= Reformism and Freedom =

Italian think tank

Reformism and Freedom (Riformismo e Libertà, ReL) is a "reformist" and mainly social-democratic think tank in Italy. ReL, whose president is Fabrizio Cicchitto, has been associated with The People of Freedom (PdL), a political party, until 2013 and is now close to New Centre-Right (NCD).

ReL aims at strengthening the alliance between Catholics and secular forces, for which Forza Italia was born in 1994. It was launched in November 2009 by Chicchitto, a former member of the Italian Socialist Party, along with other former Socialists, including Francesco Forte (who serves as president of ReL's scientific committee), Ugo Finetti, Margherita Boniver, Giuliano Cazzola, Francesco Colucci (leader of We Reformers), Pier Luigi Borghini, Giancarlo Lehner, Sergio Pizzolante (active also in Young Italy), Chiara Moroni, Alfredo Pallone, Fiamma Nirenstein, Carlo Ripa di Meana.
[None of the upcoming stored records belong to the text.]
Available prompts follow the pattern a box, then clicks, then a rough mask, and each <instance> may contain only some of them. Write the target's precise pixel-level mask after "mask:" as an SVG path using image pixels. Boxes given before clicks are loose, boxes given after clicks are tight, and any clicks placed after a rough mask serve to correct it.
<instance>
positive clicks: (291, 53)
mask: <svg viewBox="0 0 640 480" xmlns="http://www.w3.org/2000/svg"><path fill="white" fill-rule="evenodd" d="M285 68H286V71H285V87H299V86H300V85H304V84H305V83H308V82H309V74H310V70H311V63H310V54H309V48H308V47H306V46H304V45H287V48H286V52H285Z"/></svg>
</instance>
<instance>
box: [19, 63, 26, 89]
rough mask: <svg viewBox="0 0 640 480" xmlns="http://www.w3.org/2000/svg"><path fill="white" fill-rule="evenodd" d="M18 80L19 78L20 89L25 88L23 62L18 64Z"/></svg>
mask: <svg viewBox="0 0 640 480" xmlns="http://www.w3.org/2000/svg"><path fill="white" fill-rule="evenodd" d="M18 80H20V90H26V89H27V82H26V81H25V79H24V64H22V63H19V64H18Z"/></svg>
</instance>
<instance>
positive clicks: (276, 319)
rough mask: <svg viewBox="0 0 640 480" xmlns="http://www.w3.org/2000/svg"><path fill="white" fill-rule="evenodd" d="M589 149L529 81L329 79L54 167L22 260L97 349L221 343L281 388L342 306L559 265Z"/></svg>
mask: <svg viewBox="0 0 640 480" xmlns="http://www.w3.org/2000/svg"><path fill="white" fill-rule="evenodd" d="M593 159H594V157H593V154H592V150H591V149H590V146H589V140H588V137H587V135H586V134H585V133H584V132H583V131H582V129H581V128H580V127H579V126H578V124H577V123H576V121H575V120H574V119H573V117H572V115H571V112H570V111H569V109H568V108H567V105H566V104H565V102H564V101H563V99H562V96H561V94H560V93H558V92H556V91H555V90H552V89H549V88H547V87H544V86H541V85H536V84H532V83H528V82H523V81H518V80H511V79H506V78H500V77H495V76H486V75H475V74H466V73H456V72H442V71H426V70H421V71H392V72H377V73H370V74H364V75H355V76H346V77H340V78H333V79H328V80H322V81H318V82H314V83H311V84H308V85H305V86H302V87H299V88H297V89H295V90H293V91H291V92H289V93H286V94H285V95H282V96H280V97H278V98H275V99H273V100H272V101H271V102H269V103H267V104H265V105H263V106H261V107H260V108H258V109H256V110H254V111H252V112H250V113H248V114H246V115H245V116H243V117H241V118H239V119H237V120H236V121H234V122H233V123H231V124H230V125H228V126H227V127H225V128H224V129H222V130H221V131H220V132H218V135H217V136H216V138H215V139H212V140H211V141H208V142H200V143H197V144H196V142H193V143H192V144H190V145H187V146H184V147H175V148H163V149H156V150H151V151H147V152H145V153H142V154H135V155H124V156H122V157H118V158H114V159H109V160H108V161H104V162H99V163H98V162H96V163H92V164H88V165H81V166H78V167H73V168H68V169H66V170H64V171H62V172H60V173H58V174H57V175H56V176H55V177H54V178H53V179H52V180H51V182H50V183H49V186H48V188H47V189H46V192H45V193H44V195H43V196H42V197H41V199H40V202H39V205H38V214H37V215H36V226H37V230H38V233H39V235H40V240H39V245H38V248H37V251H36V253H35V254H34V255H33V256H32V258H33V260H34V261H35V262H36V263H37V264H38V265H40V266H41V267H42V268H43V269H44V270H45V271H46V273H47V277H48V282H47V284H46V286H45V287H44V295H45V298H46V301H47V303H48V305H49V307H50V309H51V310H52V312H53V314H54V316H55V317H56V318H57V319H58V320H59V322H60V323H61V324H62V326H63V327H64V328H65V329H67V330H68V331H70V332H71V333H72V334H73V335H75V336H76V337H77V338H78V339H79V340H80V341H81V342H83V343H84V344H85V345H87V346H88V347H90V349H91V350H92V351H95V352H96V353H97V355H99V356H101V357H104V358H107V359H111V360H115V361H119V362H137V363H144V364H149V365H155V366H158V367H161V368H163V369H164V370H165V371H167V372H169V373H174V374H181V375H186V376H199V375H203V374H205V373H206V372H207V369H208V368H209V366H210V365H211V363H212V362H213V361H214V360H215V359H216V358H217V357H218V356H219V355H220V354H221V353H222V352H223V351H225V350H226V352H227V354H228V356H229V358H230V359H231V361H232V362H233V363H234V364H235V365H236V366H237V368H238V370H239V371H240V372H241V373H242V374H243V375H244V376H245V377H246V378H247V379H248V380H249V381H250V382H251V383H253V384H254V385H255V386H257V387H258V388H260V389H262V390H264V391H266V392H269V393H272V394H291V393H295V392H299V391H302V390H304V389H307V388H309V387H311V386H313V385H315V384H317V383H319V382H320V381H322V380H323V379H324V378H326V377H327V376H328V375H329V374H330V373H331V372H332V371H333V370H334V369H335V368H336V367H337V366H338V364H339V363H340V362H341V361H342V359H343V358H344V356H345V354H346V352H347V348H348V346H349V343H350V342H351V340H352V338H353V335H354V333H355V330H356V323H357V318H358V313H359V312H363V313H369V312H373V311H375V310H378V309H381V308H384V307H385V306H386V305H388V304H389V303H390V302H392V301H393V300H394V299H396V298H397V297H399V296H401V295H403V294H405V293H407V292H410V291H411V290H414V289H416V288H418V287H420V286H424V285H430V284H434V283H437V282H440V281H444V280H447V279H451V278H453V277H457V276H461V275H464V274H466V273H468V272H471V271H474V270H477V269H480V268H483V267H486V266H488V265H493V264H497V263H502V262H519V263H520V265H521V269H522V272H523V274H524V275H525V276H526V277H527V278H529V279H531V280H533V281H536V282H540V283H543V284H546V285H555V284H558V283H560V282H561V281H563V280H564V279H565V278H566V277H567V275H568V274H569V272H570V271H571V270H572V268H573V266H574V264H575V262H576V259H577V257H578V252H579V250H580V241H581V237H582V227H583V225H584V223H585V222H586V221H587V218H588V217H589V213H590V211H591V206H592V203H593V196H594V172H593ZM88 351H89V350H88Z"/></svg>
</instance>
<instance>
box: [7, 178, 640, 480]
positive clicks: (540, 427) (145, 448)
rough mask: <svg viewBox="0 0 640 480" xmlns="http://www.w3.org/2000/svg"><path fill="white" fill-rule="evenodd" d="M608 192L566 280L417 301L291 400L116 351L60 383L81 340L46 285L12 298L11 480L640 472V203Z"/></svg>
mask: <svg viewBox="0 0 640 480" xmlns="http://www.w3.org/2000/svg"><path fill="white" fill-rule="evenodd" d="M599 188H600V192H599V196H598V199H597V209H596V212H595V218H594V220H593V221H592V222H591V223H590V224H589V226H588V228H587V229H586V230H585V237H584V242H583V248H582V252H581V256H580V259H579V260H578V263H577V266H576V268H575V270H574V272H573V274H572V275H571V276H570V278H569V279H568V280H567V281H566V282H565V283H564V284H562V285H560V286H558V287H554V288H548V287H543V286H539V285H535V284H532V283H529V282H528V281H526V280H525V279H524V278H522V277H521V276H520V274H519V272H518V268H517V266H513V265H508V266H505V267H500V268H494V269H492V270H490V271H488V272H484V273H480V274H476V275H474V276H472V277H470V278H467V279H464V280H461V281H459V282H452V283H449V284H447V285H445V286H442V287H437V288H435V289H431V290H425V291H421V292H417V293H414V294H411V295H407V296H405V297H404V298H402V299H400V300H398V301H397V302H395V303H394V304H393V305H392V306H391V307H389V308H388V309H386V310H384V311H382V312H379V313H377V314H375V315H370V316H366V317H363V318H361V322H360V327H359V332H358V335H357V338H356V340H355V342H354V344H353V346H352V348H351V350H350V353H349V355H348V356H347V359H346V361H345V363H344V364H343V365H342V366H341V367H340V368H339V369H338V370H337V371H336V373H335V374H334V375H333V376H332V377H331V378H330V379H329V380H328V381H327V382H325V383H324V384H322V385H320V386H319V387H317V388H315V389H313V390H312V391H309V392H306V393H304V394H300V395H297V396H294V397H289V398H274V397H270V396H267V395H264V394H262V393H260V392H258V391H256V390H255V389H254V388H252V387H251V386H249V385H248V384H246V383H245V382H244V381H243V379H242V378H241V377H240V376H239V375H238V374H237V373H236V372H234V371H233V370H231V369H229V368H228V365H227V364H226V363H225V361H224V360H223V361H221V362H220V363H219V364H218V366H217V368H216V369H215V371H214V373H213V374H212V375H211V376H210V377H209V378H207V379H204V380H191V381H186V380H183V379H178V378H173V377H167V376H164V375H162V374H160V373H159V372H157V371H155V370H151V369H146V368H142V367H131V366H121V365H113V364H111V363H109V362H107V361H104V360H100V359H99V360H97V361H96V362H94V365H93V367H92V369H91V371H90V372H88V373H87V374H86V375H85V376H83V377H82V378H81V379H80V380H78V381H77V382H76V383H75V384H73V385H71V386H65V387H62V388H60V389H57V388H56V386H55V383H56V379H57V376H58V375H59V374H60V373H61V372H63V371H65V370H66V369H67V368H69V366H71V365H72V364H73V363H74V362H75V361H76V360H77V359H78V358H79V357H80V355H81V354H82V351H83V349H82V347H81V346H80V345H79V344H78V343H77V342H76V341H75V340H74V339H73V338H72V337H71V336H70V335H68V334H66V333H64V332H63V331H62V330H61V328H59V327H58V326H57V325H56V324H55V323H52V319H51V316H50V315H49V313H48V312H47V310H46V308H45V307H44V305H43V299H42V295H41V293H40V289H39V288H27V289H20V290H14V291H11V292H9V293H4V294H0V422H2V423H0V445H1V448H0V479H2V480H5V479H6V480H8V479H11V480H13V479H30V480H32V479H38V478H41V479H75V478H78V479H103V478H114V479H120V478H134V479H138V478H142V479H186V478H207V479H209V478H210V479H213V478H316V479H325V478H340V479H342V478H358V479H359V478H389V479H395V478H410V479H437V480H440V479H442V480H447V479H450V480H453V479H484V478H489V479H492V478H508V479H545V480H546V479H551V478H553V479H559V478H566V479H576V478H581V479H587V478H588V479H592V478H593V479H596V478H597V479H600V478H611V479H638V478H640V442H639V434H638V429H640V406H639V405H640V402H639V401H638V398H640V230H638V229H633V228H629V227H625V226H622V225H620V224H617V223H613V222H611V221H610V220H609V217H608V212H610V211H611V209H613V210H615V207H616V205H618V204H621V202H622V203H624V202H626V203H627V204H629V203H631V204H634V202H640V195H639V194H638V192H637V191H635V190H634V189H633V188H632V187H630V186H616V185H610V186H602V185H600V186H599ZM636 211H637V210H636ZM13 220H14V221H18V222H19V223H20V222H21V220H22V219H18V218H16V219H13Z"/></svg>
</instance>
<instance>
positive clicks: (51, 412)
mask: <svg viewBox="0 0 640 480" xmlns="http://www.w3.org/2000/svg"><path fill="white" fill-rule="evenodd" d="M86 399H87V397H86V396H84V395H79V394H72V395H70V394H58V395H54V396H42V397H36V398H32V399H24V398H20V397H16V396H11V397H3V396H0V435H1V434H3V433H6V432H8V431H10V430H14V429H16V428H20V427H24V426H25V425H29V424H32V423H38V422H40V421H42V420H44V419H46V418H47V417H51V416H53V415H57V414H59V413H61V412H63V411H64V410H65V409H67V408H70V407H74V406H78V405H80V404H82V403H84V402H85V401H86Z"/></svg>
In order to fulfill its goal of uniting the different political traditions represented in the Italian centre-right, the think tank includes also some liberals, such as Luigi Compagna and Nicolò Zanon, some liberal Christian democrats, including Sandro Fontana and Gianstefano Frigerio, and some leading liberal-conservatives from National Alliance, such as Gennaro Malgieri and Paolo Armaroli.

In October 2012 Cicchitto launched the "For a Lib-Lab manifesto" initiative along with other like-minded members of the PdL, including Renato Brunetta (Free Foundation), Stefano Caldoro and Lucio Barani (New Italian Socialist Party), and Giuseppe Calderisi (a former leading member of Liberal Reformers).

In November 2013 Cicchitto, Pizzolante, Cazzola, Colucci, Pallone and other leading ReL members left the PdL to join NCD.